Empathy through music
Source : www.citescope.fr

Quand la musique devient une arme de résistance

La violoncelliste Lily Stern se prépare à engager un auditoire perdu dans la cacophonie de l’oubli des femmes compositrices. Un concert va-t-il vraiment changer la donne ?

La musique classique, souvent perçue comme un bastion de l’érudition et de l’élitisme, se trouve aujourd’hui à un carrefour. Lily Stern, violoncelliste audacieuse, s’attaque à cette tradition avec un concert qui interpelle : des œuvres de compositrices françaises trop longtemps oubliées, interprétées sous le prisme d’une empathie palpable et d’une volonté de rétablir l’équilibre. Mais peut-on réellement espérer qu’un concert suffise à abattre des siècles de patriarcat musical ?

Ce qui se passe réellement

L’événement met en lumière les créations de Marie Jaëll, Rita Strohl, Nadia Boulanger et Betsy Jolas, abordant une période s’étendant de la fin du XIXe siècle à nos jours. Ces femmes, cachées sous un voile d’ignorance, sont remises en lumière grâce à la performance de Stern et de ses pianistes, Ariela Bohrod et Michelle Xu. À quoi bon cette envie de faire entendre des voix étouffées sous les strates d’un canon classique masculin ?

Pourquoi ça dérange

La vraie question ici est celle de la valeur accordée aux artistes. Pourquoi a-t-on attendu si longtemps pour revisiter ces œuvres ? Le conservatisme culturel, souvent soutenu par une poignée de patriarcats au pouvoir, s’évertue à maintenir des récits produits par une élite restreinte.

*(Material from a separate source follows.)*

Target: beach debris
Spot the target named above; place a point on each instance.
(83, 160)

En redonnant leur place à des compositrices, l’initiative de Stern n’expose pas juste une injustice ; elle déterre toute une histoire musicale, dérangeant un ordre établi qui semble bien installé.

Ce que ça révèle

Ce concert souligne des contradictions presque cocasses : comment des œuvres brillantes peuvent-elles être si facilement ignorées dans un monde où la diversité est de plus en plus prônée ? La réponse réside dans une réponse institutionnelle, qui préfère la facilité d’un canon bien en place à l’effort d’un réexamen critique. Cette omission n’est pas innocente ; elle est le reflet d’une société qui, pendant trop longtemps, voit la créativité à travers un prisme déformé.

Lecture satirique

Imaginez un instant que ces compositrices étaient des hommes : leur musique serait-elle aujourd’hui jouée au moins une fois par an dans des grandes salles ? Les médias feraient des tribunes sur leurs œuvres, alimentant la flamme d’une célébration continue. Mais ici, c’est l’absence qui prime. Loin des feux des projecteurs, l’histoire de ces femmes ressemble plus à une ode à l’oubli qu’à une glorification artistique. Voilà le paradoxe : dans un monde où l’on célèbre la diversité, les voix féminines de la musique classique restent des murmures étouffés.

À quoi s’attendre

Ce concert n’est pas seulement une performance musicale ; c’est une provocation, un appel à ouvrir les portes de l’auditorium et à se confronter à ses propres biais. Espérons que le public se laisse entraîner par cette expérience immersive, résonnant au-delà des notes pour toucher l’essence même de l’empathie. Car en soi, la musique est un langage universel, mais encore faut-il en entendre toutes les voix.

Sources

Source officielle

Et pourquoi ne pas explorer le monde au-delà de cette performance musicale ? Si l’inspiration musicale vous fait voyager, envisagez une escapade avec Kiwi.com pour trouver des vols vers des concerts du monde entier. Pour prolonger votre séjour, optez pour Booking.com et trouvez un hébergement à la hauteur de votre expérience.

Ensemble, redonnons aux voix oubliées leur juste place dans le concert du monde.